Submitted by Kwiaht
It may still be dark and dreary, but Orcas islanders can prepare to enjoy another summer of hiking, boating and gardening by attending five free presentations on local ecology presented by Kwiaht director Russel Barsh, with contributions by botanist Madrona Murphy, ornithologists Kim Middleton and Joe Behnke, and herpetologist Christian Oldham. Slideshow presentations at the library will be followed by short field trips to special places on Orcas.
Adults with children are welcome, but seating and field trip group size are limited. You can save your place by emailing email@example.com for registration and a detailed schedule. Class dates are Jan. 28, Feb. 4 and 25, and March 4 and 18.
Presentations will range from bedrock geology and soil biology to local marine and upland food webs as well as identifying and understanding the ecological functions of a wide variety of plants and animals that are characteristic of Orcas Island ecosystems — and in some cases, rarely seen elsewhere in the Salish Sea. Special attention will be given to the island’s bats and other small native mammals; birds, bees, butterflies and moths; amphibians and reptiles including local snakes, lizards and turtles; and our native trees, wildflowers and fungi. If you have ever wondered “what’s that?” when walking Orcas Island’s woods and meadows, “Orcas Island Ecosystems 101” is the course for you.
In addition, presenters will share tips on farming, gardening, landscaping and building for promoting native plants, pollinators, birds, reptiles and amphibians.

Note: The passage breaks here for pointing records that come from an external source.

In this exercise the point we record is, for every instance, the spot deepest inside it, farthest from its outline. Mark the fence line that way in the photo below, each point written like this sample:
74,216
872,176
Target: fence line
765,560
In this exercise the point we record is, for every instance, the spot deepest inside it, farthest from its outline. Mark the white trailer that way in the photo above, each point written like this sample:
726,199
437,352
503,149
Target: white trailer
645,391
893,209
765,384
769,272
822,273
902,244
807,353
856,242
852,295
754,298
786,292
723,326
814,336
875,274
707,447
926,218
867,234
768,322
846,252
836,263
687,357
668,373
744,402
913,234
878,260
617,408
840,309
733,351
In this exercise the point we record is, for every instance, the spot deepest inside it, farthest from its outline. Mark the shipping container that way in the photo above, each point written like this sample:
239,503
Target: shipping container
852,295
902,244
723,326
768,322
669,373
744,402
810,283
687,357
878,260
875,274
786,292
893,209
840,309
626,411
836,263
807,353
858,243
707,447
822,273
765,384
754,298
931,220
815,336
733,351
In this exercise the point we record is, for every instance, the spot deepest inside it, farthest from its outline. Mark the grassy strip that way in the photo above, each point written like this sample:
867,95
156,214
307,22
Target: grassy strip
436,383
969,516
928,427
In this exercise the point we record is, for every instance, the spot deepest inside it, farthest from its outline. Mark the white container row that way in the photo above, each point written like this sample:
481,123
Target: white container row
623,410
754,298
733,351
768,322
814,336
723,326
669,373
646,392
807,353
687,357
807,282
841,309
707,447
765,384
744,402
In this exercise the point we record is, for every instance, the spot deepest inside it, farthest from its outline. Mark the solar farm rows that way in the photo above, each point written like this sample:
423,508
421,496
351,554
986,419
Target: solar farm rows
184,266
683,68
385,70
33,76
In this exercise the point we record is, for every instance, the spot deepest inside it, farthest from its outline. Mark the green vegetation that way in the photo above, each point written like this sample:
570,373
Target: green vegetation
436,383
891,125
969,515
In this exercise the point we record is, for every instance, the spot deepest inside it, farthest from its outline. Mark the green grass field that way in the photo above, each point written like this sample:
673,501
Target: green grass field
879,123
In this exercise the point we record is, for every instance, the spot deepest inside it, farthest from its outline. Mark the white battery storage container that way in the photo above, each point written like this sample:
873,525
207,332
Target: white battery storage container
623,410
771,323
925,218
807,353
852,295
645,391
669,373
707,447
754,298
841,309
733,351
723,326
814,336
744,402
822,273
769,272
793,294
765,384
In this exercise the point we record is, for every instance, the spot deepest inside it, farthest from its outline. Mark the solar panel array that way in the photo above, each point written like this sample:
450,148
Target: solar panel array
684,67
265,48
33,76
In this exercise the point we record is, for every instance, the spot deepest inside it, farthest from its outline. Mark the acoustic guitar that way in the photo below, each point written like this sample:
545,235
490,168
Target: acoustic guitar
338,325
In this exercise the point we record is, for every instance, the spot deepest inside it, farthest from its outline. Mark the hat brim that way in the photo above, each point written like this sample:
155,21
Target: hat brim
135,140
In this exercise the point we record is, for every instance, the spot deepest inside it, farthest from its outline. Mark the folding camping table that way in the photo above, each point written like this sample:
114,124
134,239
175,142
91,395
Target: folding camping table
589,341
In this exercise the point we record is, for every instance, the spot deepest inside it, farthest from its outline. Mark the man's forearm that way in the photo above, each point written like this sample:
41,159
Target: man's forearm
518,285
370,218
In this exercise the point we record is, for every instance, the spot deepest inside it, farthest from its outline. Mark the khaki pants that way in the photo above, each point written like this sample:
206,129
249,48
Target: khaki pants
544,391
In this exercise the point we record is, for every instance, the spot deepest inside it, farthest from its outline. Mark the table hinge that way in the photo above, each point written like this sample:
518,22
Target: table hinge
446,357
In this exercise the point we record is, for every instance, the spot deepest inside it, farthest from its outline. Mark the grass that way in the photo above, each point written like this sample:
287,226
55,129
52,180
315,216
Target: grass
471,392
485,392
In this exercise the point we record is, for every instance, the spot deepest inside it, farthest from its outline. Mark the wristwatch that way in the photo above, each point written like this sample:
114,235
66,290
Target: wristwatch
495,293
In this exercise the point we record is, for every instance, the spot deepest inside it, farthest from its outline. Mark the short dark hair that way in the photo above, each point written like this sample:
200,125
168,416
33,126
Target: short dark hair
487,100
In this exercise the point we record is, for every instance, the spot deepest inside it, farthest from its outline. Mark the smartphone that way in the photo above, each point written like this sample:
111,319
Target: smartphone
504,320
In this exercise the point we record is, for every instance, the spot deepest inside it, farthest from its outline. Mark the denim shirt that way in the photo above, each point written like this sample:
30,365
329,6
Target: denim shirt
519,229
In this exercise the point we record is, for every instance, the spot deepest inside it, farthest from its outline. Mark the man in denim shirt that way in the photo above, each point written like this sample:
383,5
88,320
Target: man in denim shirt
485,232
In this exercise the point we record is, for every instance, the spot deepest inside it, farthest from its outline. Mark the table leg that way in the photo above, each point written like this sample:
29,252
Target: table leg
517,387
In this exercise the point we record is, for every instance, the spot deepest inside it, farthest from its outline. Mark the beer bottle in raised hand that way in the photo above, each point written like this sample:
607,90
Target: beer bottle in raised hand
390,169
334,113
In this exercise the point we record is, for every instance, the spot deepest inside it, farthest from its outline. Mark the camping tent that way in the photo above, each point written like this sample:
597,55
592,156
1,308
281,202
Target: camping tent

“Backyard conservations is a cross-cutting theme of this course,” Barsh said. “A modest amount of attention to hedgerows, choice of shrubs and garden flowers, careful use of outdoor spray products, and leaving wet spots and some woody debris undisturbed, and the variety of birds, bees and other wildlife you see will increase considerably.”
Kwiaht is best known on Orcas for its program of stewardship of Indian Island and Fishing Bay, but Kwiaht scientists also study native wildflowers and wildlife such as bats and pollinators on the island, working closely with local students and volunteers. A major survey of amphibians and reptiles is planned for later this year, and a special STEM project for Orcas elementary school students on these animals (appropriately called “Sssslithery”) is coming this spring.
Orcas Island Ecosystems 101 is made possible by a generous gift of Norman and Robin Shurtleff Coates and by the Orcas Island Community Foundation.